Greater Bamboo Lemur (Prolemur simus)

Farther into the forest, our guide spotted a group of red-bellied lemurs (Eulemur rubriventer). When we first arrived they were all balled up and resting (we call it a lemur ball). Eventually we saw a little tail hang down from the ball and we realized there was a baby there.  As they started moving about and grooming, it was revealed that there were actually two babies there with a male and female adult pair. We couldn’t hold back the “oohs” and “aahs” as the babies played and climbed all over the male. Later on we also saw a small group of red-fronted lemurs (Eulemur rufifrons) but they were obscured by branches and sleeping very soundly. Besides lemurs, we also saw some crazy looking spiders, beautifully colored geckos, and a very cryptic leaf-tailed gecko.

male red-bellied lemur (Eulemur rubriventer)

baby red-bellied lemur (Eulemur rubriventer)

gecko licking a cracker

Sam trying to kiss a large spider.

Leaf-tailed gecko. Can you spot it?

Sunday afternoon, I went with the study abroad students to the town of Ranomafana for a very special event. ICTE and the Centre ValBio partnered with the US Embassy in Madagascar to sponsor a cultural performance. They had assembled Malagasy artists (musicians, dancers, performers, painters) into a group called Artists for the Environment. They had done several performances around the country and this was to be their last. Many important people from MICET and the US Embassy drove down from Tana just for this event.

Before the event started, I had some time to wander around the village of Ranomafana.  The village is named after a naturally occurring hot spring there and literally means water (rano) hot (mafana). Before the creation of the national park, this hot spring was the main attraction and they have constructed a public concrete pool that is fed by the flowing warm waters.

Trying on the local handcrafts in the village of Ranomafana.

Swimming pool fed by hot springs.

When it was time for the event to begin, everyone in the village gathered at the cultural center. It began outside with a woman dressed up with facepaint and a colorful costume giving loud calls and chants. Then everyone proceeded inside and found a seat for the main attraction. There were a pair of male dancers moving forcefully and playing off of each other in a mix of modern dance and acrobatics. Providing background music were a drummer and a guitarist on the stage behind the dancers. After several awe-inspiring songs, they stepped down and a series of other musical acts came up.  There was a small local band and then there was a group of children dressed in traditional garb doing a chant/dance. When the event was finally over, everyone dispersed and us scientists went back to Centre ValBio for dinner.  We had an after-party with the musicians and dancers and gathered around a small campfire, with the rain lightly drizzling down, passing around a handful of beers, and having a generally good time.

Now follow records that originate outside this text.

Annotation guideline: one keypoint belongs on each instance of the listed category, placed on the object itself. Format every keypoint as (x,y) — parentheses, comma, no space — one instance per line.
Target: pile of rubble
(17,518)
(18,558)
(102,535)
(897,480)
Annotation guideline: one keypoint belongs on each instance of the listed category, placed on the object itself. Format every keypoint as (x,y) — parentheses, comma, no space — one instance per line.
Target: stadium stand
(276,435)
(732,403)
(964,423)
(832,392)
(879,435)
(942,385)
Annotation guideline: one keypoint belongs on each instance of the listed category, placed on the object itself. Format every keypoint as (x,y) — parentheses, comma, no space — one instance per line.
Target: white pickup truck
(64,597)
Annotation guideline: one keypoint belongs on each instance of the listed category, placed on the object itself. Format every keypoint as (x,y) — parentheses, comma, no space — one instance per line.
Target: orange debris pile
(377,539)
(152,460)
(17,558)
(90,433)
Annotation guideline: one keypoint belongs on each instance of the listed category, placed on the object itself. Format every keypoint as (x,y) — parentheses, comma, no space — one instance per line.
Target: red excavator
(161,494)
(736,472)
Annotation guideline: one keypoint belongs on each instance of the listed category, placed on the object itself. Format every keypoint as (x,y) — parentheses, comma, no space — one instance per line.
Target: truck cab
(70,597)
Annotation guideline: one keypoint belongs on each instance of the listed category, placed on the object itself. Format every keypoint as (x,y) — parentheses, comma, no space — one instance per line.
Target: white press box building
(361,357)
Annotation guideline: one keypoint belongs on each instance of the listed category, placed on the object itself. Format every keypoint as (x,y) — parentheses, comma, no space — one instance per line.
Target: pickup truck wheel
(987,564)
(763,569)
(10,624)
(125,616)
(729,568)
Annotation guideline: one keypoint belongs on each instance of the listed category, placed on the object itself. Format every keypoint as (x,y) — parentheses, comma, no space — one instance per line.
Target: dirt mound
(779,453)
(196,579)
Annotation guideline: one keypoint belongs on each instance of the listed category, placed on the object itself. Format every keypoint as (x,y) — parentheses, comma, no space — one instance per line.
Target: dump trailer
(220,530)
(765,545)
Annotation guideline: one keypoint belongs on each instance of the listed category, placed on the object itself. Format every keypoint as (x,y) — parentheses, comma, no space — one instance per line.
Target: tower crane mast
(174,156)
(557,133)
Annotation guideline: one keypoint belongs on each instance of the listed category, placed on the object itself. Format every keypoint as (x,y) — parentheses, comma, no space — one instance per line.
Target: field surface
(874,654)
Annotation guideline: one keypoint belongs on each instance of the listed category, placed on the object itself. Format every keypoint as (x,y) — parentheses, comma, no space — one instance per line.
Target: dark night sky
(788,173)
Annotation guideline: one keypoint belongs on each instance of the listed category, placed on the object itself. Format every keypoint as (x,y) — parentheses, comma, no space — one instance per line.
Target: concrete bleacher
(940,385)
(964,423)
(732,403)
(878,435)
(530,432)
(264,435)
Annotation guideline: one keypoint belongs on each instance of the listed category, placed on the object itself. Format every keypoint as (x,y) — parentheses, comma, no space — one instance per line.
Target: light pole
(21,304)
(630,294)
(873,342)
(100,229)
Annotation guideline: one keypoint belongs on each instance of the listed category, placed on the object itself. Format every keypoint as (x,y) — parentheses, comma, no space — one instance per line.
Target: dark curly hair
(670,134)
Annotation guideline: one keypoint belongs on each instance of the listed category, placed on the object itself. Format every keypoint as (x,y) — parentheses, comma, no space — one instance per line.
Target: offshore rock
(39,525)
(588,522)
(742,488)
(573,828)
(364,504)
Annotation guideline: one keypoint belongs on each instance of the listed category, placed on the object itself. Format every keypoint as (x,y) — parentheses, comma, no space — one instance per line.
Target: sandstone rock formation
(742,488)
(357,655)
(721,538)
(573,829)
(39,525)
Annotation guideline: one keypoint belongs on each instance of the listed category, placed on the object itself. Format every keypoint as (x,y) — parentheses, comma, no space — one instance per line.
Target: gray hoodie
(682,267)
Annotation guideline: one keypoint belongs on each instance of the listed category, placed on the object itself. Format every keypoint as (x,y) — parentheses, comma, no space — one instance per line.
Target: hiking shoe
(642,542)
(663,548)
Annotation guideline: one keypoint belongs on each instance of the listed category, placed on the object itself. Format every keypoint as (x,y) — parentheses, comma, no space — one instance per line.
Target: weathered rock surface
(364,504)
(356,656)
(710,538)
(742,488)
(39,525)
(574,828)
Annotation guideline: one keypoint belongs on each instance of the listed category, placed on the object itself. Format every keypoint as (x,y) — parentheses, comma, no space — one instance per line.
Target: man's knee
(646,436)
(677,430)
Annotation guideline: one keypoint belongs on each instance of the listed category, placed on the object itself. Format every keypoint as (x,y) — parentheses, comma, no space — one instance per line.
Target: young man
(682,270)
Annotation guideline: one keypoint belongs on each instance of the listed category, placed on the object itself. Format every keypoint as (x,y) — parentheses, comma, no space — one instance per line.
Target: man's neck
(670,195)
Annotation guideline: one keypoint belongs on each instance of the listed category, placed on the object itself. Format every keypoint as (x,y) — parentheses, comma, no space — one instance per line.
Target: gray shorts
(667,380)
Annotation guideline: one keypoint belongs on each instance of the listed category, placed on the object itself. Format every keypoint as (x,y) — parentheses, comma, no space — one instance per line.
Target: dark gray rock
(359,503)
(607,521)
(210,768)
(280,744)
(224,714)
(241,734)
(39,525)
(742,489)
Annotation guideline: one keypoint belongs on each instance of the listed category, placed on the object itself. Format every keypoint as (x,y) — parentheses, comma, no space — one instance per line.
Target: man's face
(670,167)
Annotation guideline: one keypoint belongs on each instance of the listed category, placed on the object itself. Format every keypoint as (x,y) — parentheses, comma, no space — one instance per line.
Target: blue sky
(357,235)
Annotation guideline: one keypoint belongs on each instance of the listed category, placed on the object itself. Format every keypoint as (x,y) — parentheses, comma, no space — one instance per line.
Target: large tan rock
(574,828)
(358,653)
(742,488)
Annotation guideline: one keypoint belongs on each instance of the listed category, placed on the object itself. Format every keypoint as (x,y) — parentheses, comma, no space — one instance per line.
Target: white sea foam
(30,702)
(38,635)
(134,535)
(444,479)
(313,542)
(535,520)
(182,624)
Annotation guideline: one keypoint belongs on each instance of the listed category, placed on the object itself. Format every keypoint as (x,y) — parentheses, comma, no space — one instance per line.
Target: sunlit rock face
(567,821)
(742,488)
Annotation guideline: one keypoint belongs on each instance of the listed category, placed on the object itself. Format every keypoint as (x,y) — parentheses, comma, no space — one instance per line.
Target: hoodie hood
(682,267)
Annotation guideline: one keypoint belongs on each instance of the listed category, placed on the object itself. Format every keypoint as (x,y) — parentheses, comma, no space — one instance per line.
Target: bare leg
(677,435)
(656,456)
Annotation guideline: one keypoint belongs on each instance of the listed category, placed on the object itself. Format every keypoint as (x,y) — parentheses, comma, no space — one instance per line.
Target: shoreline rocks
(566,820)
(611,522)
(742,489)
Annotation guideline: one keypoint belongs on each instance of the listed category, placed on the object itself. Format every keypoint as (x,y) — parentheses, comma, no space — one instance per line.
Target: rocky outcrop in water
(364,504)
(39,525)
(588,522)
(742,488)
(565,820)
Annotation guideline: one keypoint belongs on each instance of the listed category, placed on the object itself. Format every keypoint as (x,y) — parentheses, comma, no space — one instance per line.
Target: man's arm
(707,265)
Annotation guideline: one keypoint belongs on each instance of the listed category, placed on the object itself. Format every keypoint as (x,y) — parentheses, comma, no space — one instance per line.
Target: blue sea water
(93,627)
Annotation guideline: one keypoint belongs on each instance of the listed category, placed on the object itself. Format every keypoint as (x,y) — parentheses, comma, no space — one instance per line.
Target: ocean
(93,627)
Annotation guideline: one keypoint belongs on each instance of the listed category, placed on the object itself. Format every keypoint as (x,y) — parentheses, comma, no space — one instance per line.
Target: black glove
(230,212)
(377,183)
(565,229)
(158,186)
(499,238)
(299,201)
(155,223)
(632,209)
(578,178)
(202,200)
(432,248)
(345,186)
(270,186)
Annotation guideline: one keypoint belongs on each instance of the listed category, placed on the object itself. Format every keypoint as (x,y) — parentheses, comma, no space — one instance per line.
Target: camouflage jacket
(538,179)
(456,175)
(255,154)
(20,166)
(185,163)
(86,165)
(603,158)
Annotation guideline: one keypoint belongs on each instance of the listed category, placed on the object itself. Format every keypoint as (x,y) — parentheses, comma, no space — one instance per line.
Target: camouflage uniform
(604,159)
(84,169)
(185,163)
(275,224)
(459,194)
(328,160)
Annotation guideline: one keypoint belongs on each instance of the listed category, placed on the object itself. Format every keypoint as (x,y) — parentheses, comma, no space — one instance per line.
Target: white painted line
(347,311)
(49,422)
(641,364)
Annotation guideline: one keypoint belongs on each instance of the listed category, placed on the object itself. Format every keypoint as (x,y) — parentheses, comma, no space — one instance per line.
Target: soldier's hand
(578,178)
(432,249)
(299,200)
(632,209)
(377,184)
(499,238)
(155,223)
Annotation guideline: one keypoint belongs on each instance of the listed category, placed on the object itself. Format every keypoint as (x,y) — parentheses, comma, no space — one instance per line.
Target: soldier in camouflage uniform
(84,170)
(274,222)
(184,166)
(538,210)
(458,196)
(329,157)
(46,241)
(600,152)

Performer in the Artists for the Environment group.

Dancer and musicians in the Artists for the Environment group.

The next day after lunch I said my goodbyes and wished all of the study abroad students an amazing time in Madagascar.  From the looks of it, they were already having the time of their lives that I’m sure none of them would forget soon. I hopped into the truck with the guys from MICET who were heading back up to Tana and settled in for another ten hour windy yet scenic drive through the heart of Madagascar.